Destructing Member Objects
Simen Kjaeraas
simen.kjaras at gmail.com
Sun Apr 6 23:21:29 PDT 2008
On Mon, 07 Apr 2008 03:46:31 +0200, Christopher Wright
<dhasenan at gmail.com> wrote:
> Simen Kjaeraas wrote:
>> On Sun, 06 Apr 2008 06:27:52 +0200, Jarrett Billingsley
>> <kb3ctd2 at yahoo.com> wrote:
>>
>>> The spec doesn't really specify _why_ destruction order is
>>> nondeterministic,
>>> however. You need nondeterministic destruction in order to break
>>> cycles.
>>> So if A points to B and B points to A, you have a cycle. In order to
>>> break
>>> the cycle you have to delete one or the other first. There's no
>>> "correct"
>>> order to destroy them.
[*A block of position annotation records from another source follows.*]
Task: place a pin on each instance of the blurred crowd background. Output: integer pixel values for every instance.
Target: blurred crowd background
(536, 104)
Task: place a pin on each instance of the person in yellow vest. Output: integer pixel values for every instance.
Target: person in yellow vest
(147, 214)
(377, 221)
So, to solve this, you simply cannot guarantee
>>> that
>>> when an object's destructor is run, that everything that it points to
>>> is
>>> still valid.
>> It's worth noting that even if only one object in a relation points to
>> another (i.e. no cycle), the easiest thing for the GC to do is to flag
>> both
>> as trash, then destroy them in some order when it gets to that point.
>> If it
>> were to flag only the mother class and destroy that, its child classes
>> might
>> have to wait until the next GC run before they're deleted.
>> -- Simen
>
> That doesn't work. The collector flags stuff only as not-trash, never as
> trash. Then it does a linear scan through each block containing
> aggregate types and calls destructors.
>
> Well, maybe not, but that's how I'd implement it, if I cared about
> efficiency.
You're probably right. My point was only that even if there is no circular
reference, there's still a reason to have nondeterministic destruction.